ガツンとくるやつ、ください。

新作・旧作・ジャンル問わず。海外映画が好き。作品により多少のネタバレ含みます。

シュヴァルの理想宮 ある郵便配達員の夢 / それは一枚の絵葉書から

f:id:madamkakikaki:20200821213426j:image

シュヴァルの理想宮 ある郵便配達員の夢 (2018年 フランス) L'Incroyable histoire du Facteur Cheval


アルプス山脈のふもとの小さな村オートリーヴに現存する世界的な観光名所「シュヴァルの理想宮」を33年かけてたった一人で作り上げたフェルディナン・シュヴァルの伝記映画。今から100年前のお話です。┈┈┈┈┈┈┈┈┈┈┈┈┈┈┈┈┈┈┈┈

寡黙で人付き合いの苦手なシュヴァルさん。郵便配達の仕事中に奇妙な形の石に躓いて転んだことがきっかけで石の魅力に取り憑かれ、頭の中のイメージだけで古今東西の文化が入り交じった奇想天外な建造物を作り始めます。
ちなみにシュヴァルさん、手先は器用のようですが建築や石工やデザインに関しては全くの素人です。
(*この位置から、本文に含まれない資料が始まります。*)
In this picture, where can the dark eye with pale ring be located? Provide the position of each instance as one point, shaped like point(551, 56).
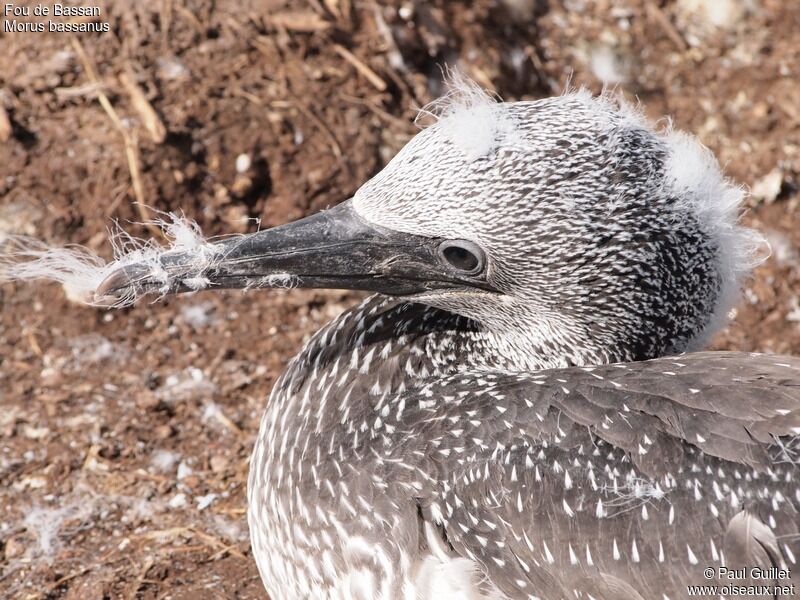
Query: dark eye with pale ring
point(463, 256)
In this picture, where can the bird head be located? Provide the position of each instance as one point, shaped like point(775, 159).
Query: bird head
point(569, 228)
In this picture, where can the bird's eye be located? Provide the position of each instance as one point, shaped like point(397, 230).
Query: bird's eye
point(463, 255)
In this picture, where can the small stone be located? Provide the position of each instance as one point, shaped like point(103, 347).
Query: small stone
point(15, 547)
point(218, 463)
point(177, 501)
point(146, 399)
point(163, 432)
point(243, 163)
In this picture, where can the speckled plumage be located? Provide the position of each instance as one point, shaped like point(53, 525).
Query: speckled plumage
point(467, 445)
point(521, 415)
point(462, 445)
point(562, 483)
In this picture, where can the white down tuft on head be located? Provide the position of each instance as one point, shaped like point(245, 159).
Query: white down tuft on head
point(470, 118)
point(694, 175)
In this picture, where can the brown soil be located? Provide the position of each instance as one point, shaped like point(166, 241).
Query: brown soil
point(125, 436)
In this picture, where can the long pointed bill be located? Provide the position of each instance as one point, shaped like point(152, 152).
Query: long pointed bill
point(333, 249)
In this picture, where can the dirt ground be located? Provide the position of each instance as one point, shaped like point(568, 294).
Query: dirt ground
point(125, 436)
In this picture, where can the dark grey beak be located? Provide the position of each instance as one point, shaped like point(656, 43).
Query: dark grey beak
point(333, 249)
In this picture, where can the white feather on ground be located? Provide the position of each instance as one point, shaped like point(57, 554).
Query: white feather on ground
point(80, 271)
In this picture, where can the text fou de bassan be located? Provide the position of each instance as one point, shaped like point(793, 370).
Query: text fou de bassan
point(15, 19)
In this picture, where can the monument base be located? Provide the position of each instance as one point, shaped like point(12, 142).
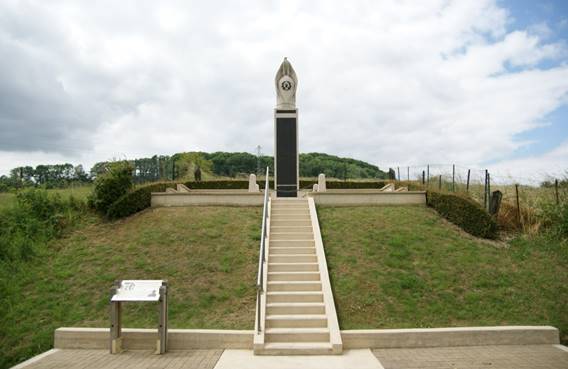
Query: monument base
point(286, 159)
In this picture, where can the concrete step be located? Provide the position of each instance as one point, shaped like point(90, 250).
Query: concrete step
point(291, 229)
point(290, 223)
point(291, 296)
point(293, 267)
point(296, 321)
point(293, 276)
point(292, 243)
point(288, 216)
point(296, 348)
point(291, 236)
point(289, 308)
point(293, 258)
point(296, 334)
point(290, 203)
point(297, 286)
point(292, 250)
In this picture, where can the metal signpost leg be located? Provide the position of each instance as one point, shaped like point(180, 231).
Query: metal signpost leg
point(163, 328)
point(115, 323)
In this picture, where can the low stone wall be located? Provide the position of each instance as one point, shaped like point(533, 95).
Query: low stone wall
point(450, 337)
point(185, 339)
point(208, 197)
point(368, 197)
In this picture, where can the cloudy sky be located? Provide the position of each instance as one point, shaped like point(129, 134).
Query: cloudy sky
point(478, 83)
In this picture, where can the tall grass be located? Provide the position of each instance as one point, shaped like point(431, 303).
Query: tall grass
point(538, 210)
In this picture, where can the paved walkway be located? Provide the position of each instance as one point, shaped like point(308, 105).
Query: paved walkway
point(478, 357)
point(191, 359)
point(494, 357)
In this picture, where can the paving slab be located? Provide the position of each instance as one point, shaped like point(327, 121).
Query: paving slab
point(350, 359)
point(494, 357)
point(102, 359)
シュヴァルの理想宮は「夢想」とか「狂気(いい意味での)」といった言葉で美化されていて、そこに家族のドラマが絡んでくることで この映画自体が非常にエモい作品になっている気がします。
つまり宮殿建造の動機として「愛する娘のため」というのが強調されていて、それがのちのち花嫁姿の孫娘に亡き娘がオーバーラップするという美しいシーンをより引き立たせるわけですね。
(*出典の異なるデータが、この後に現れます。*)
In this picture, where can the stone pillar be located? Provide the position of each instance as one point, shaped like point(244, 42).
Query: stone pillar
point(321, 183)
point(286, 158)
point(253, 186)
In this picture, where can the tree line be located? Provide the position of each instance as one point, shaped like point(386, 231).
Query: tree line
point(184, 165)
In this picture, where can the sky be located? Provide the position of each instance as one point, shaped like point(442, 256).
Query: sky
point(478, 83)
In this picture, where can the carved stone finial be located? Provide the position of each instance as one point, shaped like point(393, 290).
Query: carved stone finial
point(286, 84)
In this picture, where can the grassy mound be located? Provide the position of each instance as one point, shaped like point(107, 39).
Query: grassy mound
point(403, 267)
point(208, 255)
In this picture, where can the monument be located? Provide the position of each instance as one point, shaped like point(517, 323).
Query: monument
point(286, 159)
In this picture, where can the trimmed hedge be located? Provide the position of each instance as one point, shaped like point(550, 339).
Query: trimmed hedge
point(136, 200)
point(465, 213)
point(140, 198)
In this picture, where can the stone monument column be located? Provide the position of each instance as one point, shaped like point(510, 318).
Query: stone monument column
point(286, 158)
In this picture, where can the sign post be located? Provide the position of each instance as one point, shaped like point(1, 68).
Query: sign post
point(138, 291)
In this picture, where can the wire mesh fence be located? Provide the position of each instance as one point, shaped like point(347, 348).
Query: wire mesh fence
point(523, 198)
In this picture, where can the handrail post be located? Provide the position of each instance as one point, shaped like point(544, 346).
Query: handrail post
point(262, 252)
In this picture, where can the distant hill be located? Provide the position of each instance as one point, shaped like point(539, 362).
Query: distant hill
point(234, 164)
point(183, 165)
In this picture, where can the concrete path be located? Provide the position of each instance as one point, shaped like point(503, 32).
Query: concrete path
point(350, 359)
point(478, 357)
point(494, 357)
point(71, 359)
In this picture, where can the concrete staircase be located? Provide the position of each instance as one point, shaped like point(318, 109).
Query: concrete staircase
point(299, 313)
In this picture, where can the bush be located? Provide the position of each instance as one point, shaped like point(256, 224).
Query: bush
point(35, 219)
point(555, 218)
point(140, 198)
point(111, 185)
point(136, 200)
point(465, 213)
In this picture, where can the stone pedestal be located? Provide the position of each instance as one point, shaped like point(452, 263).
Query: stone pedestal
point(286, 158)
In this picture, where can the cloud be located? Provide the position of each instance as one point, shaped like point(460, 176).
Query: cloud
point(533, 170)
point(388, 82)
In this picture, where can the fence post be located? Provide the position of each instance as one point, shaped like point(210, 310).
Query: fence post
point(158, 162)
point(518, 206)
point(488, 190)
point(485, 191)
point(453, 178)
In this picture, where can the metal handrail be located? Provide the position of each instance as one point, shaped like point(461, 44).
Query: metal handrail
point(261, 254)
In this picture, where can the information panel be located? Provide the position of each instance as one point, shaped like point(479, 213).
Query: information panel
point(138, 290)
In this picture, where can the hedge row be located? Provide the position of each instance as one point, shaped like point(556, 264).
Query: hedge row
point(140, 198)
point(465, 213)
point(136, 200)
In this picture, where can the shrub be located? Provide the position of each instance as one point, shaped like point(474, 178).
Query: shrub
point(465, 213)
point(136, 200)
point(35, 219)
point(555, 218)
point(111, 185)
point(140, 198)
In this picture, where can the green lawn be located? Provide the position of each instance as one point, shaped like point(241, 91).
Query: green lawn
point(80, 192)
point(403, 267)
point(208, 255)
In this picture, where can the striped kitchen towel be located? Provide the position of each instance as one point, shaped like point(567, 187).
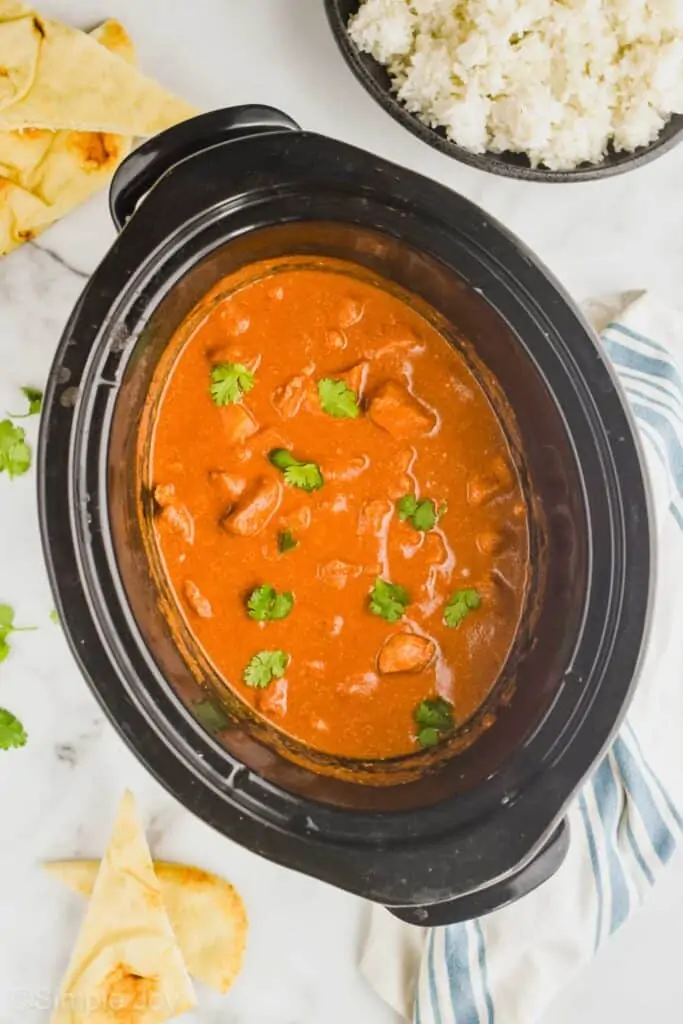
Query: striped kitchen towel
point(626, 822)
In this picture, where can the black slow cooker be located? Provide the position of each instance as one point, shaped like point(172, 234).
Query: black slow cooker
point(483, 827)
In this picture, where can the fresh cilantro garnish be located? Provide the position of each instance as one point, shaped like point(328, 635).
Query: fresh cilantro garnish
point(424, 515)
point(338, 399)
point(298, 474)
point(265, 603)
point(286, 542)
point(434, 718)
point(14, 453)
point(460, 605)
point(388, 600)
point(265, 667)
point(12, 733)
point(228, 382)
point(7, 627)
point(35, 398)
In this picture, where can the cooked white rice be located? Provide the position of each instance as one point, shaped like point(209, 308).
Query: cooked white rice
point(558, 81)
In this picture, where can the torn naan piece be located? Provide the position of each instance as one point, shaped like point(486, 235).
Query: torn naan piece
point(76, 83)
point(207, 914)
point(127, 965)
point(44, 174)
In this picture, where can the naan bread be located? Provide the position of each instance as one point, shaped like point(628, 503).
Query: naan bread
point(73, 82)
point(44, 174)
point(126, 965)
point(206, 913)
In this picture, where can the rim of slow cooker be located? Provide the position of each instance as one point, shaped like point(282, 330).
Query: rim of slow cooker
point(160, 253)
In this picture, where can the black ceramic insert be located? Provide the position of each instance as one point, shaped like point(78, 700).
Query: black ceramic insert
point(244, 184)
point(376, 81)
元々この人には独特の美意識とか建造物への興味や憧れがあって、本を読んだり絵葉書をコレクションしたりしながら自分なりの宮殿の青写真を描いていたのでしょう。


実際、建造に着手したのは娘が産まれる少し前です。なので「娘産まれた嬉しいな、よし、この子のために宮殿を作るぞ!」となったわけではない。むしろ何をしていいかわからず抱っこすらできず、娘をあやす奥さんを窓の外から眺めてるような人ですからね。 

 

f:id:madamkakikaki:20200731233600j:image

とは言え 娘が大きくなるにつれ愛おしさも増し父親としての自覚もしっかりしてきて、この宮殿が「愛する娘のため」のものに変わってきたのは間違いありませんで、ひいては自分を理解し支え続けてくれた奥さんのためのものにもなりました。
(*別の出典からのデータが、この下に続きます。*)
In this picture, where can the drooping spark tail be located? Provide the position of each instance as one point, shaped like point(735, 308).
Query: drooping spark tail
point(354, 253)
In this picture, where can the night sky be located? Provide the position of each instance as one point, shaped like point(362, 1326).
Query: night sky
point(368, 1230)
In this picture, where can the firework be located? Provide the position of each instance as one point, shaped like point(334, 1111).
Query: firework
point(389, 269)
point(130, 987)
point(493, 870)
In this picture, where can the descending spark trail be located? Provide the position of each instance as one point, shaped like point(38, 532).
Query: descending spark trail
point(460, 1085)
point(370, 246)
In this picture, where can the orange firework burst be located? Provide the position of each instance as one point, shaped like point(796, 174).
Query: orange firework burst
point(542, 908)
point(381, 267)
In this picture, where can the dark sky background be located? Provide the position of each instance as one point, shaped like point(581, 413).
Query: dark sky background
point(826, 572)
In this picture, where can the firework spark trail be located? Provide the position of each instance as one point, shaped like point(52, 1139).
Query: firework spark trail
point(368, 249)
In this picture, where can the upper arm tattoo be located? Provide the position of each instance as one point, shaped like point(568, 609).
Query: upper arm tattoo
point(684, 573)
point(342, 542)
この奥さんがまたよく出来た人で素晴らしいですね。結婚したときはまさか旦那が30年近くも給料の大半を宮殿作りに費やすなんて思いもしなかったでしょうに。このへんの夫婦のドラマもなかなか面白くて惹き込まれます。


当時「頭のおかしい男が作った変な建物」と言われたシュヴァルの理想宮は、彼の死後数十年たってピカソをはじめとする有名な芸術家たちに認められ、「天才による遺物」としてフランス政府によって重要文化財に指定されました。
またアウトサイダー建築の代表的な事例として大学の教材に取り入れられるなど、その遺構価値は非常に高いものと言われています。

 

f:id:madamkakikaki:20200731233633j:image

実はこの映画、なんと撮影に実物を使用したとのこと。建造途中のシーンはCGで一部を消すなどしながら編集したそうです。どうりでリアルな質感SUGEE!となるはずだ。てかフランス政府よく許可したなあ。


宮殿が完成してカメラがハイアングルになり、その全貌が画面いっぱいに映し出されたときの驚きったらないですね。超でかいんだもの。
これはもうわたしの“死ぬまでに一度この目で見たいものリスト” 入り間違いないです。

 

f:id:madamkakikaki:20200731233715j:image

フランスの名優ジャック・ガンブランの好演とアルプスの美しい自然が素晴らしい、とてもいい映画でした。